0

UPDATE 2: I've answered this via my new question at the link below. The root cause is behaviour by telegraf where by default it disconnects the TCP connection 5 seconds after the last received message. This may be by design, however I have an issue with their documentation which made this difficult for me to spot as a potential fix.

Perhaps this question can now be deleted?


UPDATE 1: rather than edit this question extensively, making the current answers make no sense, I have posed a new question based on new information I received as a result of posting this question.

syslog-ng / telegraf : EOF occurred when idle - incompatible?


I'm using syslog-ng Open-Source Edition (OSE) v3.31.2 in a docker-compose stack.

I have syslog messages arriving over the network from various hosts via UDP (which I'm constrained to because my clients use Boost::Log and this does not support syslog over TCP, only UDP), and I have syslog-ng set to forward these to another service downstream. This happens to be telegraf utilising a inputs.syslog module, but I'm not sure that matters yet.

My config looks like this:

@version: 3.29
@include "scl.conf"

options {
    flush-lines(1);
};
    
source s_network {
    udp(ip(0.0.0.0) port(514));
};

destination d_file {
    file("/var/log/messages");
};
    
destination d_telegraf {
    syslog("telegraf" port(6514) transport(tcp));
};
    
log {
    source(s_network);
    destination(d_telegraf);
    destination(d_file);
};

I have explicitly set the global flush-lines value to 1. I think this is the default, but I want to be sure. I want log messages to be forwarded as soon as they are received.
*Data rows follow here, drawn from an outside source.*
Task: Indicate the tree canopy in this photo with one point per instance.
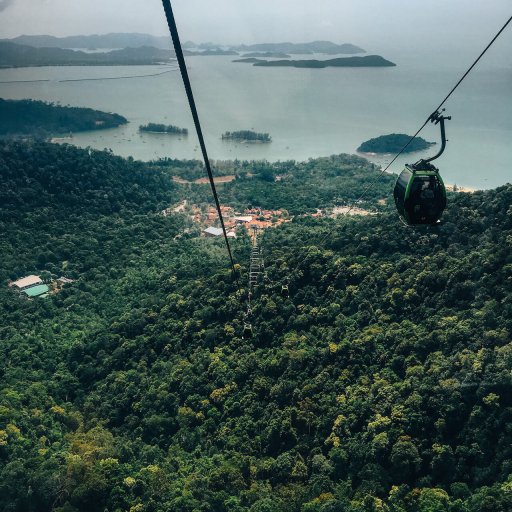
(380, 384)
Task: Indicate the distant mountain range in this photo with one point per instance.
(118, 40)
(133, 40)
(369, 61)
(301, 48)
(17, 55)
(139, 49)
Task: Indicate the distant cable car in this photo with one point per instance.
(420, 194)
(247, 331)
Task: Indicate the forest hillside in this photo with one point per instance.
(382, 383)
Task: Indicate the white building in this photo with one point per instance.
(27, 282)
(243, 219)
(211, 231)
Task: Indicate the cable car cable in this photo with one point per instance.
(188, 88)
(374, 182)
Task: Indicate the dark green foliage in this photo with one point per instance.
(394, 143)
(163, 128)
(31, 117)
(381, 383)
(247, 136)
(298, 187)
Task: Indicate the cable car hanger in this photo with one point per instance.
(419, 193)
Most of the time this works - individual "lines" of logs arrive into syslog-ng via UDP 514, and are immediately written to the file /var/log/messages, and in almost all cases they are also immediately forwarded to telegraf on TCP port 6514.
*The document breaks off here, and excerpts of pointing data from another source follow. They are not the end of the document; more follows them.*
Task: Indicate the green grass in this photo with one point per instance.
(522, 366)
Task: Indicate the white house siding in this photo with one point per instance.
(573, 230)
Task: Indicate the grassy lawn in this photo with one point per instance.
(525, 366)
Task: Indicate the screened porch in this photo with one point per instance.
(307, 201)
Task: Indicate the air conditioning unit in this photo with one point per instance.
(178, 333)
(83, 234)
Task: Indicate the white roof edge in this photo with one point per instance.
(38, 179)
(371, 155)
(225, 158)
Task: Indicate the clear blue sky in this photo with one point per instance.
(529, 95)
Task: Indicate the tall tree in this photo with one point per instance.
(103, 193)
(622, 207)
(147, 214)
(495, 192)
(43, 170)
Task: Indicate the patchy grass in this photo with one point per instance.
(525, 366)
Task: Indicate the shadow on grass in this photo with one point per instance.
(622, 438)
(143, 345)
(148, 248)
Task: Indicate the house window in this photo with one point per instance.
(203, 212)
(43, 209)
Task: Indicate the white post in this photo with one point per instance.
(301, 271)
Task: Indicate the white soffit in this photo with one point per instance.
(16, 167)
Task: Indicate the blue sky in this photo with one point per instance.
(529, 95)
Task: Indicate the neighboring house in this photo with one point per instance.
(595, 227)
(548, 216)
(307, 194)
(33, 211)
The problem I'm seeing is that quite often syslog-ng is holding back many lines of incoming logs for up to around 30-60 seconds, then delivering them to telegraf in a big chunk. There doesn't seem to be much pattern to this, but it happens a lot. The odd thing is that the /var/log/messages file has the missing log entries written immediately, it's just the network delivery that is delayed. I had thought that flush-lines(1) would avoid this buffering, but it doesn't seem to.
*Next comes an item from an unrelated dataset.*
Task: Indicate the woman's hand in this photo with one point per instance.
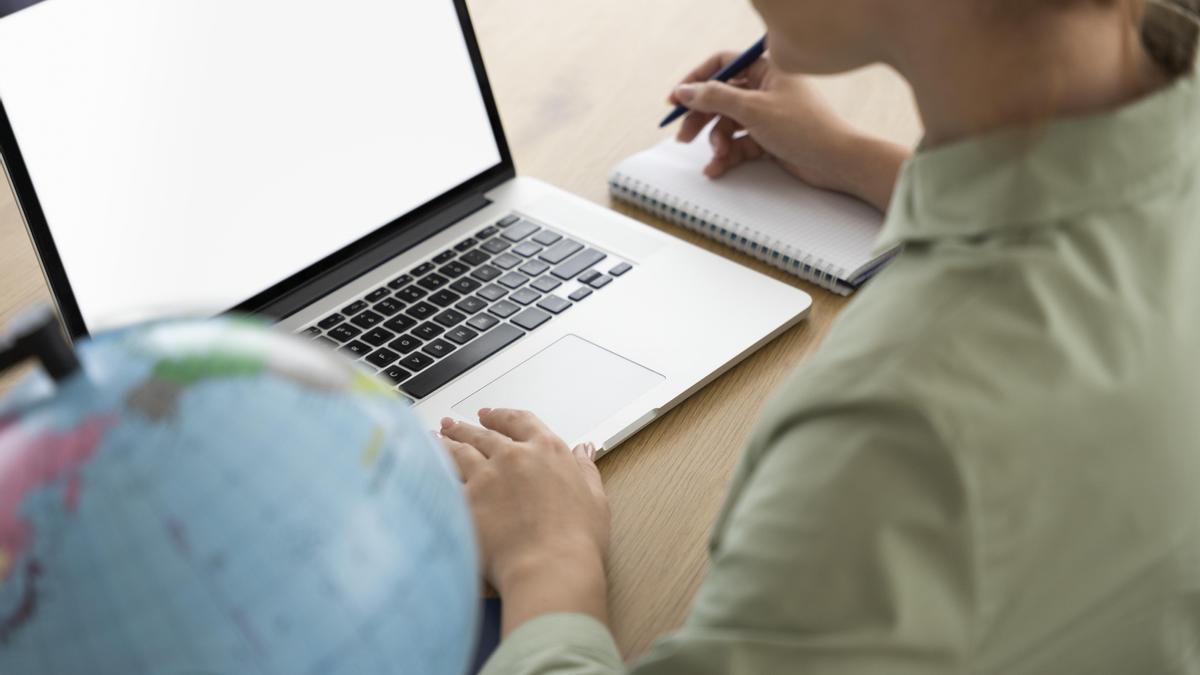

I've used Wireshark to determine where the delay is, and it's in the output of packets from syslog-ng, between syslog-ng and telegraf TCP port 6514.

I did wonder if this might be a TCP Nagle's Algorithm thing - if so, is there a way to turn on the TCP_NO_DELAY socket option for syslog-ng's syslog destination driver?

Ultimately what I'm looking for is a fast, low-latency syslog service that can aggregate and relay logs as quickly as possible for real-time review downstream.

EDIT: I tried switching over to UDP transport between syslog-ng and telemetry and this seems to be much more responsive and the long, occasional delays have disappeared. However this will make it difficult to secure the connection in future.

davidA
  • 353
  • 2
  • 11

2 Answers2

2

What you experience is not normal. The above configuration should forward logs to d_telegraf and d_file at the same time, as soon as possible.

I believe you are having connection issues, that must be the reason for the 60-second delay, which is the default value of the reconnection timer.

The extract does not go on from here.